Antropocene è anche il titolo di uno dei lavori di Edward Burtynsky, forse il più emblematico di questo autore che ha fatto dell’ambiente il motivo della sua costante osservazione del mondo.
Il Progetto Antropocene può essere considerato come la summa di tutta la sua ricerca. Un approccio multidisciplinare che combina fotografia d’arte, film, realtà virtuale, realtà aumentata e ricerca scientifica e che vede la collaborazione tra Nicholas de Pencier, Edward Burtynsky e Jennifer Baichwal.

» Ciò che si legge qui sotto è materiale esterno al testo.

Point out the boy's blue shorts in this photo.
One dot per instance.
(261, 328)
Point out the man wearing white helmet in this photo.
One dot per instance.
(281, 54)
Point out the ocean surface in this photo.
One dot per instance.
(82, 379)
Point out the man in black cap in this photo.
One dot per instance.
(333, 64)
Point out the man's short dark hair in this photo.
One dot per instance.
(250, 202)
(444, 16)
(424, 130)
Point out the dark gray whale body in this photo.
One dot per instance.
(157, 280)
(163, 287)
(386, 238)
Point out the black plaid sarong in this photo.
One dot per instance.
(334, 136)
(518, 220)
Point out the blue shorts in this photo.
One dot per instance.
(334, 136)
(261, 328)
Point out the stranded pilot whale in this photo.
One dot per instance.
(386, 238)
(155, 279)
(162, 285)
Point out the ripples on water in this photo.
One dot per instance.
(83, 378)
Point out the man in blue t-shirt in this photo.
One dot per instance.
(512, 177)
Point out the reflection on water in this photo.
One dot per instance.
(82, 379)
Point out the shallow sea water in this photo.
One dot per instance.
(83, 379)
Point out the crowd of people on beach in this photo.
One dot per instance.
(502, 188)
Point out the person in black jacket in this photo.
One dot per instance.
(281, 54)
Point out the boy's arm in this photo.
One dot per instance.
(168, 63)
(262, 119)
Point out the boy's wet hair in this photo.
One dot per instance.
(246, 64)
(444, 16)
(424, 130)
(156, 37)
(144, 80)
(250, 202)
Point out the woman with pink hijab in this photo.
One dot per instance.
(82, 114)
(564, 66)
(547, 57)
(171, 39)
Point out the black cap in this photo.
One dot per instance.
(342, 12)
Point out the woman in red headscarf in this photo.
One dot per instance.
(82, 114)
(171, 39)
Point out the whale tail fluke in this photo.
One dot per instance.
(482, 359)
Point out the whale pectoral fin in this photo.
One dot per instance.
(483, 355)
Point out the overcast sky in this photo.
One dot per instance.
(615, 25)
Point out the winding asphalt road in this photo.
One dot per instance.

Originariamente concepito come una serie fotografica, Antropocene si è presto evoluto fino a includere installazioni cinematografiche, murales ad alta risoluzione su larga scala arricchiti da estensioni di film, cortometraggi VR a 360° e installazioni di realtà aumentata.
Con l’utilizzo di tecniche innovative, Burtynsky e i suoi collaboratori hanno intrapreso un viaggio epico intorno al mondo durante il quale sono state catturate le prove più spettacolari dell’influenza umana. Il risultato è una raccolta multimediale di esperienze che trasportano lo spettatore nel nuovo mondo completamente antropizzato, mostrando tutta la gravità e l’impatto delle azioni dell’uomo con un’efficacia che va oltre la portata degli schermi e delle stampe convenzionali. Un’immersione completa che impedisce all’osservatore di chiudere gli occhi di fronte alla catastrofe che stiamo provocando.

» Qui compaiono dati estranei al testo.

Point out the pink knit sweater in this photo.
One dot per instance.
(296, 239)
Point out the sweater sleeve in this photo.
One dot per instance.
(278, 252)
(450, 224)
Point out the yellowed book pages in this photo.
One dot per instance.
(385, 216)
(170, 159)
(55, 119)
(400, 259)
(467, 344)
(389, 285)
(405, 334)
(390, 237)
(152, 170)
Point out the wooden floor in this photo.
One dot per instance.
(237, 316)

A partire dal 2018 il progetto è stato allestito ed esposto in tutto il mondo. In Italia è stato presentato nel 2019 alla Fondazione MAST di Bologna.
Le straordinarie fotografie di paesaggi industriali di Edward Burtinsky sono incluse nelle collezioni di oltre sessanta dei più importanti musei di tutto il mondo, tra cui la National Gallery of Canada a Ottawa, il MoMA e il museo Guggenheim di New York, il Los Angeles County Museum of Art in California e il museo Reina Sofia di Madrid.